In this post, we talk about how to handle categorical features. We will use one-hot-encoding to convert a categorical feature with K nominals (`levels` in R's terminology) into a K-vector. 

In ML applications, typically we will divide the data set into training set and test set. It's not uncommon to see that sometimes a given feature' nominals that appear in the test set do not appear in the training set. This could easily break the encoding procedure if not treated carefully. We desmonstrate how to handle this kind of situation. 

Finally, we also consider cases when some values are missing. 

A good discussion thread can be found on stackoverflow:

http://stackoverflow.com/questions/10196860/python-pandas-how-to-turn-a-dataframe-with-factors-into-a-design-matrix-for-l

In [5]:
import numpy as np
import pandas as pd

from sklearn.preprocessing import LabelEncoder, OneHotEncoder

In [3]:
train_df = pd.DataFrame({'col1': ['A', 'B', 'A', 'C', 'B'],
                         'col2': ['Y', 'X', 'X', 'Y', 'Y']})
train_df

Unnamed: 0,col1,col2
0,A,Y
1,B,X
2,A,X
3,C,Y
4,B,Y


In [4]:
test_df = pd.DataFrame({'col1': ['B', 'A', 'E', 'B'],
                        'col2': ['Z', 'X', 'Y', 'Y']})
test_df

Unnamed: 0,col1,col2
0,B,Z
1,A,X
2,E,Y
3,B,Y


We will use scikit-learn utilities to do the heavy lifting. The procedure is the following:

1) For each feature, numerically encode the nominals, using the `LabelEncoder` module

2) For each of the encoded feature (values converted from 'A', 'B', 'C' ... to 0, 1, 2, ...), use `OneHotEncoder` to convert it to a K-vector

3) collect all the processed columns to form the design matrix


In [11]:
le = LabelEncoder()
le.fit(train_df['col1'])
print('nomials for col1: {0:}'.format(le.classes_))

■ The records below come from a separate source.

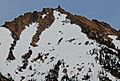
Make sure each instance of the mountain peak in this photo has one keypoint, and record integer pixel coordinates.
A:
(55, 45)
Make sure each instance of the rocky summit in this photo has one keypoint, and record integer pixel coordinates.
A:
(55, 45)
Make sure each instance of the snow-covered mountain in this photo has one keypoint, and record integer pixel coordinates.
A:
(55, 45)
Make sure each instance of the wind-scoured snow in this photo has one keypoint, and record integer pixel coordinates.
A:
(61, 41)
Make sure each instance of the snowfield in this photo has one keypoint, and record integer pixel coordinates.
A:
(62, 41)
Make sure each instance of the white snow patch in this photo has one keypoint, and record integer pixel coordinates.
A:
(116, 42)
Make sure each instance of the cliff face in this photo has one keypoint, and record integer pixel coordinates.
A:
(93, 28)
(55, 45)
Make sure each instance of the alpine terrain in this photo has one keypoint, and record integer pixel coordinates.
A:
(55, 45)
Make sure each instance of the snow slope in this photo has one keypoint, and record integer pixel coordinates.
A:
(62, 41)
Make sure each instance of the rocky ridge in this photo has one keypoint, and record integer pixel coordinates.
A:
(94, 29)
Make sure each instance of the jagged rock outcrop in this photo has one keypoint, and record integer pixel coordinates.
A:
(94, 30)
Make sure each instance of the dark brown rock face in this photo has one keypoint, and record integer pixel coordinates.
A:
(94, 29)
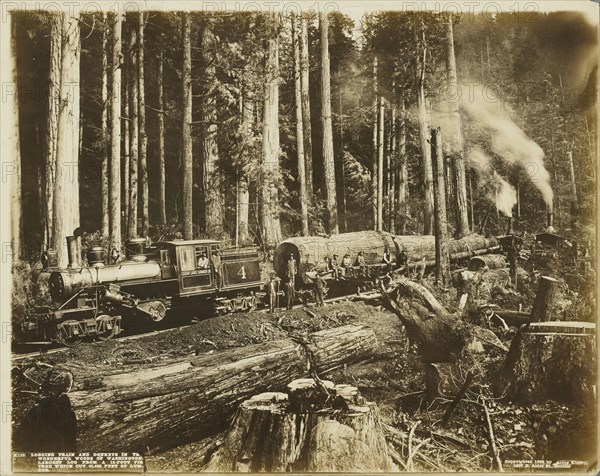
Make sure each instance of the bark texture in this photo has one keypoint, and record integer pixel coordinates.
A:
(442, 249)
(457, 149)
(158, 407)
(299, 129)
(274, 432)
(115, 138)
(422, 117)
(186, 126)
(214, 204)
(143, 138)
(162, 189)
(306, 117)
(328, 156)
(271, 227)
(66, 194)
(132, 215)
(104, 127)
(551, 361)
(52, 128)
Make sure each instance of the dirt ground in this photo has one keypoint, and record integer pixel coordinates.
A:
(393, 378)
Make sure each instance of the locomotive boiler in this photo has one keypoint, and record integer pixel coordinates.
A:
(95, 301)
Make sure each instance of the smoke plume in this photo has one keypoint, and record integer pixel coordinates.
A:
(509, 142)
(502, 193)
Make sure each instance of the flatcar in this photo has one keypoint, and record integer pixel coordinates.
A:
(406, 252)
(96, 301)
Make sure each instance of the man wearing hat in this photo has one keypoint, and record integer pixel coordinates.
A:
(292, 269)
(217, 267)
(335, 267)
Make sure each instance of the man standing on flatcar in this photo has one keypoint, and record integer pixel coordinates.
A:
(291, 293)
(360, 261)
(320, 287)
(387, 260)
(272, 290)
(347, 265)
(292, 269)
(217, 267)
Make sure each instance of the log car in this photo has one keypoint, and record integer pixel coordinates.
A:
(406, 251)
(97, 300)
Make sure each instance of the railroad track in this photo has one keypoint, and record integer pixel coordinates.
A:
(366, 296)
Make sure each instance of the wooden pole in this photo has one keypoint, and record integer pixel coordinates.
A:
(375, 136)
(380, 137)
(574, 204)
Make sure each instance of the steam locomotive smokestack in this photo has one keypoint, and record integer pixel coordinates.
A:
(509, 231)
(550, 222)
(73, 252)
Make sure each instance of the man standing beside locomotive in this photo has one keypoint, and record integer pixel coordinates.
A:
(292, 269)
(320, 289)
(272, 290)
(217, 267)
(387, 260)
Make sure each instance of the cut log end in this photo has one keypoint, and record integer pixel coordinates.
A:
(272, 433)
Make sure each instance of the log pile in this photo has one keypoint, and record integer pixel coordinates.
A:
(161, 406)
(315, 426)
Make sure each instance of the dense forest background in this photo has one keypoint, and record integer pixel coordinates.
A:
(527, 84)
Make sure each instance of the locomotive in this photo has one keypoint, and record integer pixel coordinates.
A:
(94, 301)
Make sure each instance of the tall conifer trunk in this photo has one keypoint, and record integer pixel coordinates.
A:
(271, 228)
(133, 134)
(214, 201)
(52, 128)
(66, 195)
(186, 126)
(423, 139)
(143, 138)
(458, 161)
(115, 137)
(105, 134)
(299, 130)
(162, 193)
(306, 117)
(328, 156)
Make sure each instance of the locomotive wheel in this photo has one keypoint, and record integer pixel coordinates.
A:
(64, 337)
(103, 322)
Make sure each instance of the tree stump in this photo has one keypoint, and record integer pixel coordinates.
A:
(315, 426)
(551, 361)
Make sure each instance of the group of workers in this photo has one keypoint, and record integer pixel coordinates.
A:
(342, 270)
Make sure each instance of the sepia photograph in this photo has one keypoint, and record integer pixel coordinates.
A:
(330, 236)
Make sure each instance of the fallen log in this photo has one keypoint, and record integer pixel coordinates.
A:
(440, 336)
(305, 430)
(487, 262)
(157, 407)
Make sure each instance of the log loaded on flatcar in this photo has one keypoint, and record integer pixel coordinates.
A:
(406, 252)
(97, 301)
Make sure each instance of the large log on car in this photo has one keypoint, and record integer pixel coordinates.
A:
(309, 251)
(157, 407)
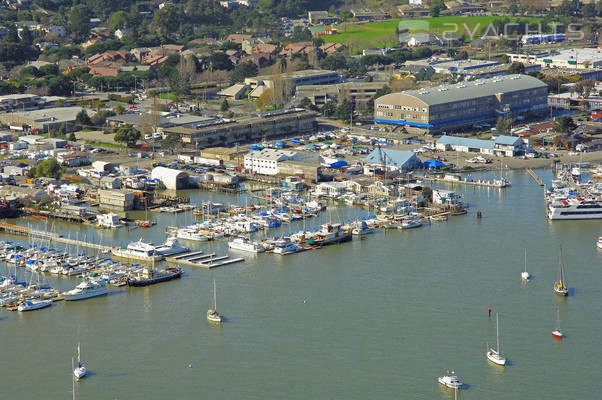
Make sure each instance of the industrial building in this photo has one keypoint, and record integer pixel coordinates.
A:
(452, 107)
(502, 145)
(401, 160)
(42, 121)
(172, 179)
(263, 126)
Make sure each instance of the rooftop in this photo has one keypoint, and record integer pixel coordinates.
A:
(467, 90)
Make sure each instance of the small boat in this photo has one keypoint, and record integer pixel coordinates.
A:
(170, 247)
(450, 380)
(525, 275)
(80, 371)
(246, 244)
(560, 287)
(31, 305)
(494, 355)
(212, 314)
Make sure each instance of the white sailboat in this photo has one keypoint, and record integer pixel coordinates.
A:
(525, 275)
(494, 355)
(212, 314)
(80, 371)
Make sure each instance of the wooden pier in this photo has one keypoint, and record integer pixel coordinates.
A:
(534, 176)
(198, 259)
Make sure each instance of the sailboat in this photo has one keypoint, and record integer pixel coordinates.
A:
(525, 275)
(560, 287)
(494, 355)
(212, 314)
(81, 371)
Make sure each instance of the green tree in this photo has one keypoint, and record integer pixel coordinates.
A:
(127, 134)
(564, 125)
(516, 68)
(224, 106)
(49, 168)
(82, 118)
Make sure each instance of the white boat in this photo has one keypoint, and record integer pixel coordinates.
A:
(170, 247)
(575, 208)
(525, 275)
(191, 234)
(245, 244)
(86, 290)
(560, 287)
(212, 314)
(80, 371)
(494, 355)
(450, 380)
(285, 246)
(31, 305)
(138, 251)
(109, 220)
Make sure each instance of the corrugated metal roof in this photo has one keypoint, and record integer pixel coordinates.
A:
(467, 90)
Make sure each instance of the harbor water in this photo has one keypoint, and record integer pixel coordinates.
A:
(378, 318)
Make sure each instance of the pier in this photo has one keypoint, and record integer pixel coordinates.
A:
(536, 178)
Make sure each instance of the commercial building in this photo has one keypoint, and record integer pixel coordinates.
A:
(359, 93)
(577, 58)
(502, 145)
(451, 107)
(46, 120)
(172, 179)
(400, 160)
(263, 126)
(297, 78)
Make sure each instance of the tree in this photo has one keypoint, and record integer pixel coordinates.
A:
(127, 134)
(224, 106)
(516, 68)
(564, 125)
(49, 168)
(242, 71)
(82, 118)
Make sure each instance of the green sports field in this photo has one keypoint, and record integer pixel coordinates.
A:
(377, 34)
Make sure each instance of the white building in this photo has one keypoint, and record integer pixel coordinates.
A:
(266, 161)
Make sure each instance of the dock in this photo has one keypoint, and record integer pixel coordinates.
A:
(536, 178)
(198, 259)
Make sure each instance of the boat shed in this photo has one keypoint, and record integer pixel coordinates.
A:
(172, 179)
(395, 159)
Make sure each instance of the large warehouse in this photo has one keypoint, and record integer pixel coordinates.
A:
(452, 107)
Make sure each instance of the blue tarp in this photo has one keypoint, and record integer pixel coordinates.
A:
(433, 164)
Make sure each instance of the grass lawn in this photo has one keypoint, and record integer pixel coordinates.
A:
(382, 33)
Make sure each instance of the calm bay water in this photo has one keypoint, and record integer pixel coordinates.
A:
(379, 318)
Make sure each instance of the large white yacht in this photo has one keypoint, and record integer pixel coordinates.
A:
(138, 251)
(245, 244)
(170, 247)
(575, 208)
(86, 290)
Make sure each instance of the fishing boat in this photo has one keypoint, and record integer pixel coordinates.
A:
(494, 355)
(148, 276)
(86, 290)
(212, 314)
(31, 305)
(450, 380)
(170, 247)
(560, 287)
(285, 246)
(80, 371)
(525, 275)
(246, 244)
(139, 251)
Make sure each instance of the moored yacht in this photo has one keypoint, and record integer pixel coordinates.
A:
(86, 290)
(246, 244)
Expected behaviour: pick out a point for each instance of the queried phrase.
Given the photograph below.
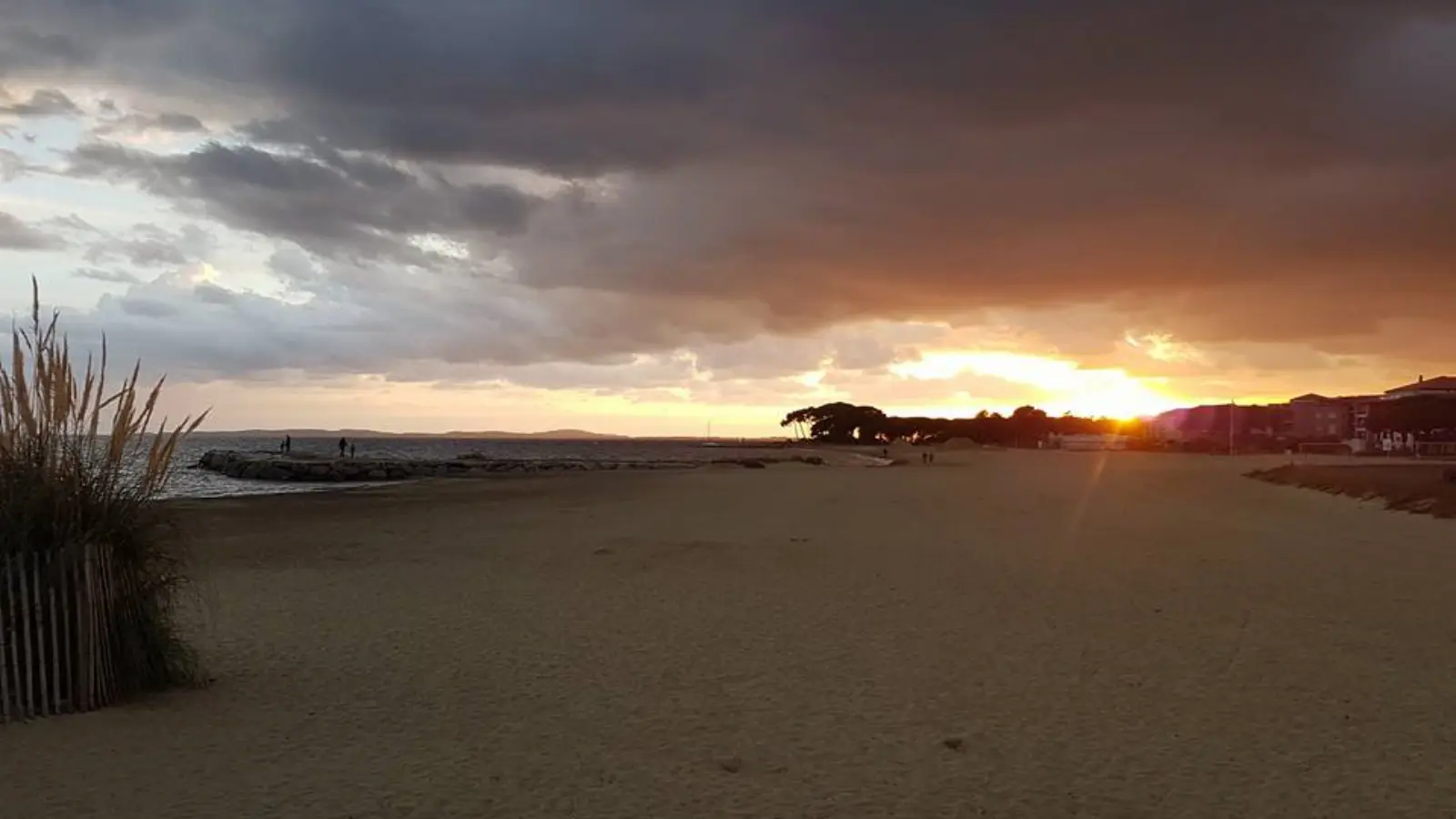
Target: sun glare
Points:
(1056, 385)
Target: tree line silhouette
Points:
(854, 423)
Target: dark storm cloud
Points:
(1194, 165)
(46, 102)
(327, 201)
(16, 235)
(167, 121)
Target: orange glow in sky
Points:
(1063, 385)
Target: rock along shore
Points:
(274, 467)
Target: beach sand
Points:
(1001, 634)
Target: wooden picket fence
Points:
(57, 647)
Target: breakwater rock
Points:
(274, 467)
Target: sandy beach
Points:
(1001, 634)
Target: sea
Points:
(188, 481)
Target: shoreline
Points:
(1016, 636)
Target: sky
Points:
(645, 216)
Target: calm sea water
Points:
(200, 482)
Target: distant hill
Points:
(484, 435)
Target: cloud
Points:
(108, 276)
(167, 121)
(325, 201)
(1216, 171)
(46, 102)
(149, 245)
(16, 235)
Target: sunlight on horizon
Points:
(1067, 385)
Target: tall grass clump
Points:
(91, 566)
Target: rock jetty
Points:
(274, 467)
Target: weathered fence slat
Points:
(58, 637)
(6, 629)
(26, 630)
(67, 584)
(58, 688)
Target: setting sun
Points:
(1063, 387)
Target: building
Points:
(1089, 442)
(1443, 387)
(1315, 417)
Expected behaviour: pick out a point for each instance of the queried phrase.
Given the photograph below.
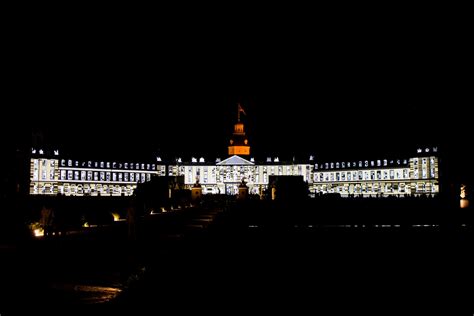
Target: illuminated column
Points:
(243, 191)
(196, 192)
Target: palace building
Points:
(52, 174)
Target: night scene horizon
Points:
(267, 171)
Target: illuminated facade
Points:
(416, 175)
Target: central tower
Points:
(239, 144)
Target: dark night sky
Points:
(335, 93)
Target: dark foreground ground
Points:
(249, 258)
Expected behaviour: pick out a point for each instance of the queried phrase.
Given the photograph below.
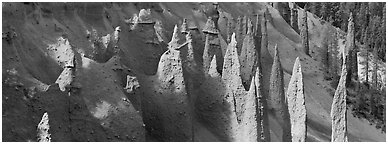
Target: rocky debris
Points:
(304, 32)
(210, 27)
(294, 17)
(132, 84)
(43, 129)
(184, 27)
(338, 108)
(277, 97)
(262, 108)
(248, 57)
(296, 104)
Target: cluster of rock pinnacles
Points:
(231, 80)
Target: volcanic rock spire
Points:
(296, 104)
(262, 108)
(277, 96)
(43, 129)
(294, 17)
(304, 32)
(212, 46)
(210, 27)
(338, 109)
(184, 27)
(248, 56)
(173, 44)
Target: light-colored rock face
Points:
(173, 44)
(296, 104)
(304, 32)
(210, 27)
(248, 57)
(277, 97)
(62, 53)
(262, 109)
(132, 84)
(338, 110)
(65, 78)
(43, 129)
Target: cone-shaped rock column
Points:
(296, 104)
(243, 119)
(173, 44)
(338, 109)
(294, 17)
(248, 56)
(43, 129)
(304, 32)
(262, 109)
(212, 46)
(277, 96)
(248, 128)
(176, 120)
(184, 27)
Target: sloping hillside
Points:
(99, 45)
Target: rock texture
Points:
(296, 104)
(304, 32)
(166, 108)
(43, 129)
(338, 110)
(262, 108)
(294, 17)
(248, 56)
(277, 97)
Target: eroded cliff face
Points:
(110, 72)
(296, 104)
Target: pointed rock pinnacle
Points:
(173, 44)
(296, 104)
(210, 27)
(43, 129)
(338, 109)
(184, 27)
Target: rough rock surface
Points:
(43, 129)
(277, 97)
(296, 104)
(262, 108)
(132, 84)
(184, 27)
(338, 109)
(65, 78)
(169, 119)
(304, 32)
(173, 44)
(210, 27)
(248, 57)
(294, 17)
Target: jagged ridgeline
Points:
(239, 72)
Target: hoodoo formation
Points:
(296, 104)
(193, 72)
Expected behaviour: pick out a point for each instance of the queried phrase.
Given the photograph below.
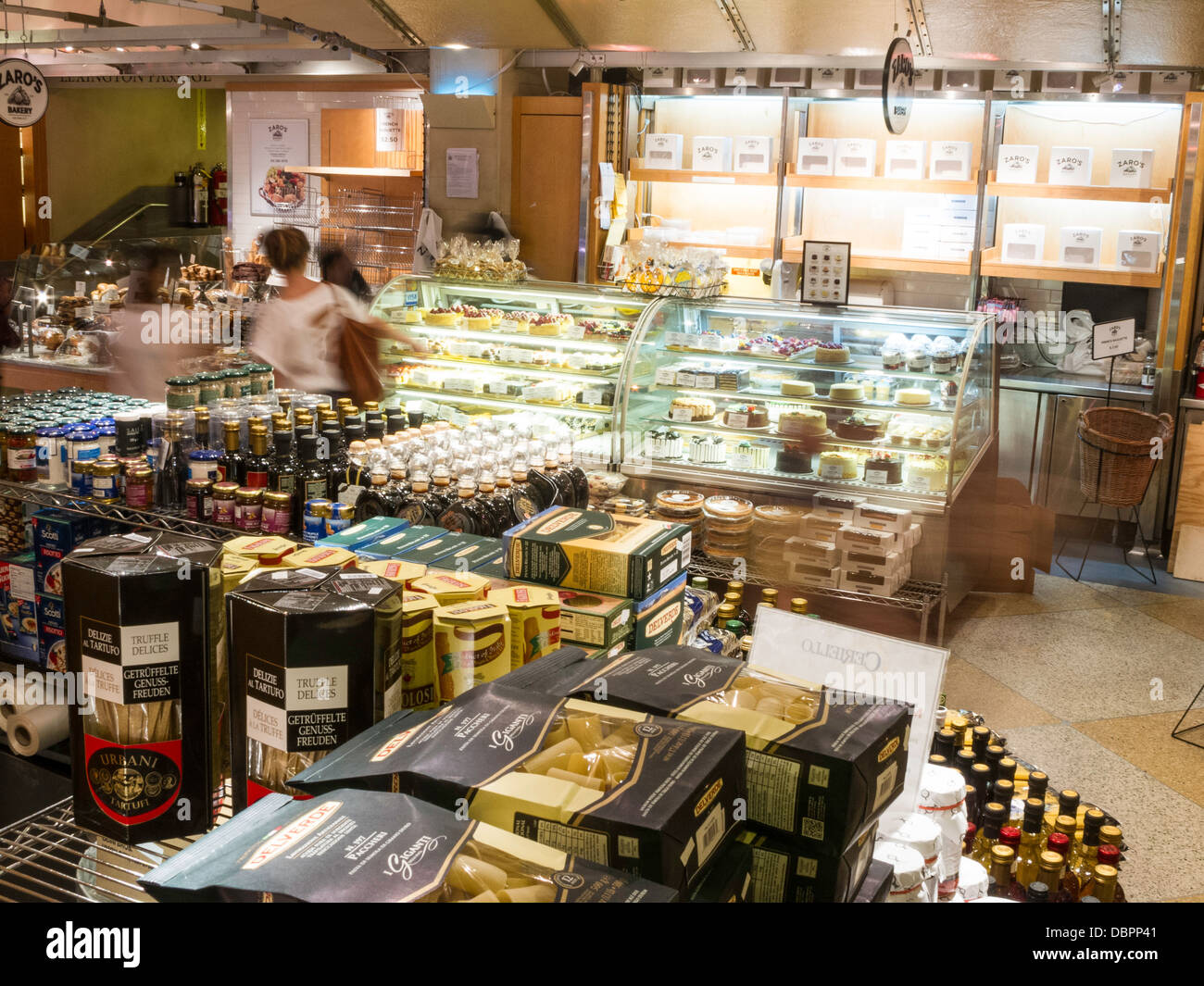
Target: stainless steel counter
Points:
(1048, 380)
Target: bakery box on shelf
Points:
(777, 404)
(507, 348)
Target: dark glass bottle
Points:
(577, 478)
(312, 478)
(257, 464)
(232, 464)
(171, 469)
(378, 500)
(528, 499)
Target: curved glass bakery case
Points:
(537, 347)
(786, 400)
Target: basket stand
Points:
(1083, 562)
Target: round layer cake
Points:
(832, 352)
(802, 423)
(746, 416)
(847, 392)
(797, 389)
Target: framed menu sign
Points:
(275, 145)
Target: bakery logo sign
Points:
(23, 93)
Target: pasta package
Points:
(534, 621)
(311, 650)
(785, 872)
(820, 766)
(614, 554)
(144, 628)
(650, 796)
(287, 850)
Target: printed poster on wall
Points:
(275, 144)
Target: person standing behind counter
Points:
(299, 333)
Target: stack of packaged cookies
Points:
(849, 543)
(729, 526)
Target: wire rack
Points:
(47, 857)
(65, 501)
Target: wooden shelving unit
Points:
(879, 183)
(992, 267)
(641, 173)
(793, 251)
(1085, 193)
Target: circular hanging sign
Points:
(23, 94)
(898, 85)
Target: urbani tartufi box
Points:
(614, 554)
(144, 617)
(280, 849)
(311, 655)
(821, 765)
(646, 794)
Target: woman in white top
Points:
(300, 332)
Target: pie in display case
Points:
(537, 347)
(787, 400)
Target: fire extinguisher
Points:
(199, 205)
(218, 195)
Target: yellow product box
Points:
(235, 568)
(405, 572)
(308, 557)
(413, 682)
(534, 621)
(472, 645)
(452, 586)
(265, 549)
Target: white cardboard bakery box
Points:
(753, 155)
(710, 153)
(855, 157)
(1079, 245)
(1132, 168)
(1138, 249)
(1022, 243)
(663, 151)
(817, 156)
(951, 160)
(904, 159)
(1018, 163)
(1071, 165)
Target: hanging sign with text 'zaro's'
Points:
(898, 85)
(23, 94)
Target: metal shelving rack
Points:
(119, 512)
(48, 858)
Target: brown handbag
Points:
(357, 359)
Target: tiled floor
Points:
(1087, 680)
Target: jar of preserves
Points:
(182, 393)
(277, 517)
(224, 504)
(248, 509)
(140, 485)
(199, 500)
(104, 481)
(209, 387)
(22, 454)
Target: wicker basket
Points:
(1115, 453)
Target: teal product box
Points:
(19, 618)
(658, 618)
(364, 533)
(401, 542)
(52, 631)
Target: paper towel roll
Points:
(37, 729)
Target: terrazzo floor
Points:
(1087, 680)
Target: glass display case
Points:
(785, 400)
(537, 347)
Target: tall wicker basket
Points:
(1118, 453)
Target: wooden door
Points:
(546, 179)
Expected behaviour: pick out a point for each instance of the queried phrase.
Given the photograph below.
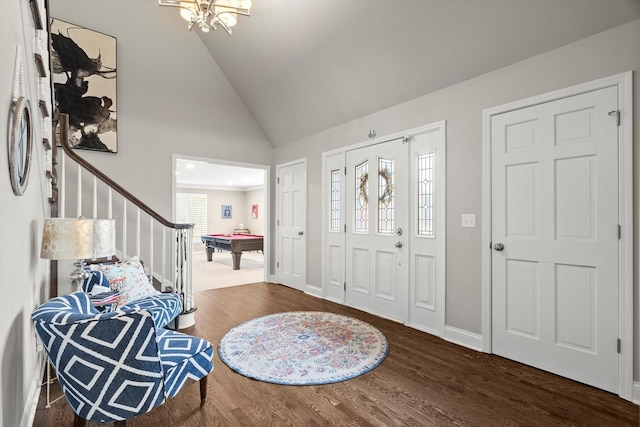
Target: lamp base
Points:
(78, 275)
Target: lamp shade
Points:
(78, 238)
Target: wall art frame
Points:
(85, 84)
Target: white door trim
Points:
(266, 215)
(624, 83)
(304, 287)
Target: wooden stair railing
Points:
(179, 279)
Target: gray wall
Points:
(171, 99)
(175, 100)
(240, 201)
(461, 105)
(23, 276)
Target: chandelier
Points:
(207, 14)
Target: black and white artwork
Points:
(84, 75)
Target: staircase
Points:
(80, 189)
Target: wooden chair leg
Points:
(78, 421)
(203, 390)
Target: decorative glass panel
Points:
(362, 199)
(425, 194)
(386, 197)
(335, 200)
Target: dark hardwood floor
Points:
(423, 381)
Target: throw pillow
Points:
(129, 278)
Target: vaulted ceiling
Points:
(303, 66)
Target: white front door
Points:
(555, 237)
(291, 224)
(377, 218)
(426, 233)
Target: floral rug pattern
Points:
(303, 348)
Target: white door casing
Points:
(560, 186)
(376, 256)
(333, 209)
(427, 209)
(291, 224)
(423, 155)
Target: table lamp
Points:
(78, 239)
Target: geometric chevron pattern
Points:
(116, 365)
(164, 307)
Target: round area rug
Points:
(303, 348)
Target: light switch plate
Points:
(469, 220)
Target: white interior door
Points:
(377, 217)
(427, 230)
(555, 236)
(291, 224)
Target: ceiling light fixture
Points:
(209, 14)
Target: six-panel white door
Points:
(555, 237)
(376, 244)
(291, 220)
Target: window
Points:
(335, 200)
(425, 194)
(386, 197)
(192, 208)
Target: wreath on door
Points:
(385, 197)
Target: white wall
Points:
(461, 105)
(23, 275)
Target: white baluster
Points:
(124, 228)
(164, 255)
(95, 197)
(151, 249)
(109, 203)
(62, 182)
(138, 232)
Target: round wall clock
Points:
(20, 147)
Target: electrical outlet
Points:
(469, 220)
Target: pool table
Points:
(236, 243)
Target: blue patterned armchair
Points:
(116, 365)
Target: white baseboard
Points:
(636, 393)
(315, 291)
(463, 338)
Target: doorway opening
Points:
(226, 201)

nomials for col1: ['A' 'B' 'C']


In [14]:
# The above naive implementation will break when an unseen nominal is present, as the following shows. 
# By `unseen`, we meant that the value did not exist when we fit the encoding model
le.transform(['D'])

ValueError: y contains new labels: ['D']

In [32]:
# The following is the trick we use, to add a sentinel level called '0_unknown' to the fitted value. 
# This will be the first element in the list of nominals.
#  Before we throw test data into the encoder, first check if there are unseen values, if yse, replace those unseen
#  values with the sentinel values.

le_safer = LabelEncoder()
nominals = ['0_unknown'] + list(train_df['col1'].unique())
le_safer.fit(nominals)
print('nominal values: {0:}'.format(le_safer.classes_))
print('')
test_values = ['C', 'D', 'B']
print('encoded {0:}'.format(test_values))
print(le_safer.transform([e if e in le_safer.classes_[1:] else le_safer.classes_[0] for e in test_values]))

nominal values: ['0_unknown' 'A' 'B' 'C']

encoded ['C', 'D', 'B']
[3 0 2]


In [None]:
# Let's display the data frames with added columns

In [40]:
categorical_columns = ['col1', 'col2']
label_encoders = []
for col in categorical_columns:
    nominals = ['0_known'] + list(train_df[col].unique())
    le = LabelEncoder()
    le.fit(nominals)
    train_df['encoded_'+col] = le.transform(train_df[col])
    
    test_values = [e if e in le.classes_[1:] else le.classes_[0] for e in test_df[col].tolist()]
    test_df['encoded_'+col] = le.transform(test_values)
    
    label_encoders.append(le)

In [41]:
train_df

Unnamed: 0,col1,col2,encoded_col1,encoded_col2
0,A,Y,1,2
1,B,X,2,1
2,A,X,1,1
3,C,Y,3,2
4,B,Y,2,2


In [42]:
test_df

Unnamed: 0,col1,col2,encoded_col1,encoded_col2
0,B,Z,2,0
1,A,X,1,1
2,E,Y,0,2
3,B,Y,2,2


In [38]:
# note that in test_df, the value 'E' in col1 and the value 'Z' in col2 are both 
#  handled properly by the sentinel value

In [47]:
# Now, use OneHotEncoder to convert the categorical columns into a wide vector
n_values = []
for le in label_encoders:
    n_values.append(len(le.classes_))

encoded_columns = ['encoded_'+col for col in categorical_columns]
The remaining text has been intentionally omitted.